Vu l’ampleur des modifications (-0,5% de croissance, ce n’est pas rien), le gouvernement aurait dû, en toute logique, déposer dès ce printemps un projet de loi de Finances rectificative. Mais c’est politiquement compliqué. Un examen devant le Parlement impose de répondre aux questions des députés et sénateurs, qui ne manqueront pas de poser celles qui fâchent. C’est beaucoup plus confortable de faire ses annonces au journal de 20h à la télévision. Le deuxième obstacle est la quasi impossibilité de faire adopter ce texte sans recourir au 49.3. Aucun groupe politique d’opposition n’assumera jamais de s’associer à des coupes budgétaires. Or, les élections européennes approchant, ça serait gênant pour la campagne de la liste Renaissance, qu’en plus d’un débat compliqué, Gabriel Attal doive se retrouver à dégainer son premier 49.3.

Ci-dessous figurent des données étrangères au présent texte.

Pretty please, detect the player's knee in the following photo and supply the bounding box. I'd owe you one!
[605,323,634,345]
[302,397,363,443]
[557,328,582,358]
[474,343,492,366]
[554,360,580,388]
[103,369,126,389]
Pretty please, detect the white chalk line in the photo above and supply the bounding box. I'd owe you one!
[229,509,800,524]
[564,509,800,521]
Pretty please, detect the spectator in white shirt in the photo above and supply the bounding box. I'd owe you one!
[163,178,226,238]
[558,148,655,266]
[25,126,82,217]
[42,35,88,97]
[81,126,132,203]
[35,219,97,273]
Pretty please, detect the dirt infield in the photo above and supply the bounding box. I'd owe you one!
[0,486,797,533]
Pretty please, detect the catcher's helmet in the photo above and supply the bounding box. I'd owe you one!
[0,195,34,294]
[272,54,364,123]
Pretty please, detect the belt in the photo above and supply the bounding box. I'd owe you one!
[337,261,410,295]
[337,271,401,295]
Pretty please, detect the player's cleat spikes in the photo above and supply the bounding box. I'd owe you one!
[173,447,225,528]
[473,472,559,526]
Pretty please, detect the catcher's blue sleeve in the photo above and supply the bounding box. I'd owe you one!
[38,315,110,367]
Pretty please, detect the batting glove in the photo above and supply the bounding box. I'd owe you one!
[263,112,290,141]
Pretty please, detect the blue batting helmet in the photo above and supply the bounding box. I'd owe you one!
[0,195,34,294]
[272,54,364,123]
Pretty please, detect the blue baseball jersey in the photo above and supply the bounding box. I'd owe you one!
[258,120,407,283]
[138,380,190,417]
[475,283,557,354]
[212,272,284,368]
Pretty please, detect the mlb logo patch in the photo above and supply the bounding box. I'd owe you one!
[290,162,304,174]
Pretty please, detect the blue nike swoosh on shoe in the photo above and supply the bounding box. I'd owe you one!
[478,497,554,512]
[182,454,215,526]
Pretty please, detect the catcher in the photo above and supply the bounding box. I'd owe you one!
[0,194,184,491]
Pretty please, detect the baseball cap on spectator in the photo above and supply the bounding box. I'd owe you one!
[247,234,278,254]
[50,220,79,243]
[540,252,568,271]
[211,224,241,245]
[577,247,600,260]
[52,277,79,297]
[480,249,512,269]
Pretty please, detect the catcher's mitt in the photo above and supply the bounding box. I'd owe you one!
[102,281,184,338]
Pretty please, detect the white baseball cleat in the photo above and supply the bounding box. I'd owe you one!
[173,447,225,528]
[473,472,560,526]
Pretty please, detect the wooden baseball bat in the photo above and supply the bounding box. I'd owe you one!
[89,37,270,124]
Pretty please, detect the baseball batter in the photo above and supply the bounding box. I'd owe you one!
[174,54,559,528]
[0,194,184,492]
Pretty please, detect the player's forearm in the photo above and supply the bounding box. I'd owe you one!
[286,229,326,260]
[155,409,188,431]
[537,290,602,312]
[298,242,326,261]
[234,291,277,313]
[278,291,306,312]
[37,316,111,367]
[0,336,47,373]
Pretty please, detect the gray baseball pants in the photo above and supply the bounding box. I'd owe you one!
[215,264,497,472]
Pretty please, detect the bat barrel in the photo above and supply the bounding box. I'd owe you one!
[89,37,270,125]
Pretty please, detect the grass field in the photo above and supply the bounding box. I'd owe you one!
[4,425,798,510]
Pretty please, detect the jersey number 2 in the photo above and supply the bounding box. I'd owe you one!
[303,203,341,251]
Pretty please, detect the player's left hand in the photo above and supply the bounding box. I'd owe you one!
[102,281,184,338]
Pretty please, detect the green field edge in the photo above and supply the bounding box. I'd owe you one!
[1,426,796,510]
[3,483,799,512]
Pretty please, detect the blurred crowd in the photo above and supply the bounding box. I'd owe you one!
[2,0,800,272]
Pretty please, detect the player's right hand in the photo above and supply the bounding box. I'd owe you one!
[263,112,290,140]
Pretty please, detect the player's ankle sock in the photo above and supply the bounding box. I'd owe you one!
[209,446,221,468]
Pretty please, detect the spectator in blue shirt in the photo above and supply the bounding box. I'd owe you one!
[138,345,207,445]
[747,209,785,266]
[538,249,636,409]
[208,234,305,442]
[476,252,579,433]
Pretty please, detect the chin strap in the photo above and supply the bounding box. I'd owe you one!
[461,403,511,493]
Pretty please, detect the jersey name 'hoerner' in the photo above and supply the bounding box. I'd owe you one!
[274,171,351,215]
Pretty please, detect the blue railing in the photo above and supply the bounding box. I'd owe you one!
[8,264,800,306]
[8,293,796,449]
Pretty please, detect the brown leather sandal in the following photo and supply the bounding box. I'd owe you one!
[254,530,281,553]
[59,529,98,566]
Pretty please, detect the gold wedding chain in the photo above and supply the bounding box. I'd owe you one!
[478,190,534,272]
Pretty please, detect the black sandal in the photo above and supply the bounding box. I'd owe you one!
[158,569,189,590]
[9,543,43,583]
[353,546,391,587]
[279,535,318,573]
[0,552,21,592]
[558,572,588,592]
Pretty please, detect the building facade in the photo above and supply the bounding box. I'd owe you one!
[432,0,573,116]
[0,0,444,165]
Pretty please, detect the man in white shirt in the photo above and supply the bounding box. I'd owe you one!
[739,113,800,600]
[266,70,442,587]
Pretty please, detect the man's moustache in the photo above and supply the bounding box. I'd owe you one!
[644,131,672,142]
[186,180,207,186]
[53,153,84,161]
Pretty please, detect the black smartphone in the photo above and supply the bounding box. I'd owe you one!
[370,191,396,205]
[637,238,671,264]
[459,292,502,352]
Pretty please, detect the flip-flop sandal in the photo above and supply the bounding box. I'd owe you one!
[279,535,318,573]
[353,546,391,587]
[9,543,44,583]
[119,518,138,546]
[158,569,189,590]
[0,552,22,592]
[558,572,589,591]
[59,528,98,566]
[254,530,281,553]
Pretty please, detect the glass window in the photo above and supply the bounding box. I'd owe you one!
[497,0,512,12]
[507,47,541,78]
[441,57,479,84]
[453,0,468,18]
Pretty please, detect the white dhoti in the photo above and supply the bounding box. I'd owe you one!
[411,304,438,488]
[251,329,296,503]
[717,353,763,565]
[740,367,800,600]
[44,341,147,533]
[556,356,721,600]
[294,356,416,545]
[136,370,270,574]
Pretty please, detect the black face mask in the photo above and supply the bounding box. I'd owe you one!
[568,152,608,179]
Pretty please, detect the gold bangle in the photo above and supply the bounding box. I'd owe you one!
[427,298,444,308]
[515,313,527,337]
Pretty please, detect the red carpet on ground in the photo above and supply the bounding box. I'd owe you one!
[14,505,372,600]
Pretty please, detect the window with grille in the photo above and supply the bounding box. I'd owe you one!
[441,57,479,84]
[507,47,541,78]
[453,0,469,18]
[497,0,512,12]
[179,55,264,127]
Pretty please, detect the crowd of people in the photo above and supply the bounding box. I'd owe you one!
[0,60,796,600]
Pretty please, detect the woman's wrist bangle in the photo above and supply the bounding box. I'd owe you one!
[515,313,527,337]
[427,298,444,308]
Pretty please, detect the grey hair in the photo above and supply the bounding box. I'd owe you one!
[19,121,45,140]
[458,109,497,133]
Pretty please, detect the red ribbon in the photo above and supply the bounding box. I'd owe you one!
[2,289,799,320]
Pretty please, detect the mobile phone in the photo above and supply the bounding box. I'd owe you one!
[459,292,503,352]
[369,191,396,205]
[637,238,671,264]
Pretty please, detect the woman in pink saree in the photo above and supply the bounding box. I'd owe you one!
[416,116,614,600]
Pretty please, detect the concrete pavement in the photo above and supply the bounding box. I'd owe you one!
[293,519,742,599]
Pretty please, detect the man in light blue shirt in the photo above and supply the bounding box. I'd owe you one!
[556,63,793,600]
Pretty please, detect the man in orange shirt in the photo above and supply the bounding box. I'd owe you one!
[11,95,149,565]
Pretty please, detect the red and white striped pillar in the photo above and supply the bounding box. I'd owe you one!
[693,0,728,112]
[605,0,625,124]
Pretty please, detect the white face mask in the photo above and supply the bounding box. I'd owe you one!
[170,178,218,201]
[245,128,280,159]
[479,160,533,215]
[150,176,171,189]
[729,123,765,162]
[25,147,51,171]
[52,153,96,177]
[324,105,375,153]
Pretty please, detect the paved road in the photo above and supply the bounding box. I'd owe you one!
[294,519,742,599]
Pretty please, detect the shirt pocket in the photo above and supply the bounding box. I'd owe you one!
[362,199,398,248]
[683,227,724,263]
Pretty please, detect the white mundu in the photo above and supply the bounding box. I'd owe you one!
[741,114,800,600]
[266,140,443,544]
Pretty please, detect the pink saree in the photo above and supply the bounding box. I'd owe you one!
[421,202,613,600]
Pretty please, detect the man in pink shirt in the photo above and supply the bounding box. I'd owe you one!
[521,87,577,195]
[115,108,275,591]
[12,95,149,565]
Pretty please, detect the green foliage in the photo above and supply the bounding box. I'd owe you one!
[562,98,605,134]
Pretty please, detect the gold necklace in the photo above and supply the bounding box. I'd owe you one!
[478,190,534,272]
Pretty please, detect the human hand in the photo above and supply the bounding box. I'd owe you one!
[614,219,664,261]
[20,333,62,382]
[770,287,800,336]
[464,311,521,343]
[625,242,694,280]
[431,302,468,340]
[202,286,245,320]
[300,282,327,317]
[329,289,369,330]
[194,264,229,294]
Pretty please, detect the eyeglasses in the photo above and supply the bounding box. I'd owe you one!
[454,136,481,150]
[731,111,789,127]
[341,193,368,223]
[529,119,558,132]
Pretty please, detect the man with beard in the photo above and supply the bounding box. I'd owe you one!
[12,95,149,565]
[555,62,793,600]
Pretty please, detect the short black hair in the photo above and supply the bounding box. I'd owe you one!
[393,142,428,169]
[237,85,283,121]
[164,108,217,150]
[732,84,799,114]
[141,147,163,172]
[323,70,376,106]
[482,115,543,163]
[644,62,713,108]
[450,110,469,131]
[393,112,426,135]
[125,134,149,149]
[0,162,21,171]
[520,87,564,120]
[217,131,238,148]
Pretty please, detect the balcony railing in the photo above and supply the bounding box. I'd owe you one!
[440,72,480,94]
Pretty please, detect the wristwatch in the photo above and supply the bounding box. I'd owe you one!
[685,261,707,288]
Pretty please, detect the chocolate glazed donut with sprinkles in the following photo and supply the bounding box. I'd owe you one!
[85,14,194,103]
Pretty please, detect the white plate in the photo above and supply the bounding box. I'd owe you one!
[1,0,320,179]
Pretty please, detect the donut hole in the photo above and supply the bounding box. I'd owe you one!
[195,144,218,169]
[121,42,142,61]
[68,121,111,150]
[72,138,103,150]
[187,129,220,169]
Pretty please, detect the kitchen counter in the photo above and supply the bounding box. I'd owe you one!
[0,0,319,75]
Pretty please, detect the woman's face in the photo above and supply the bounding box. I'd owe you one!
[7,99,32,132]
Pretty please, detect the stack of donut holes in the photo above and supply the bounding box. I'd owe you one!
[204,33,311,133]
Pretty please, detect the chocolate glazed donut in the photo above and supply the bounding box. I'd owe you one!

Le gouvernement a donc choisi une voie très étroite, en passant uniquement par des décrets, pour ajuster son budget, en usant de toutes les ficelles. Techniquement, ça passe, puisqu’on est en dessous de la barre des 1,5% du total et que la prévision de croissance retenue (1%) est optimiste, mais pas complètement hors sol. Mais cela limite les actions possibles, le gouvernement ne peut que réduire des enveloppes. S’il faut modifier les paramètres d’un dispositif fiscal, ou augmenter le taux d’une taxe, il faut obligatoirement passer par une loi.

Cette manœuvre permet surtout de gagner du temps, car à la moindre nouvelle baisse de la croissance, ou toute autre mauvaise nouvelle budgétaire, on sera au-dessus du plafond, et il faudra, de toute manière, passer devant le Parlement. Le tout est de savoir si c’est avant, ou après les élections européennes du 9 juin.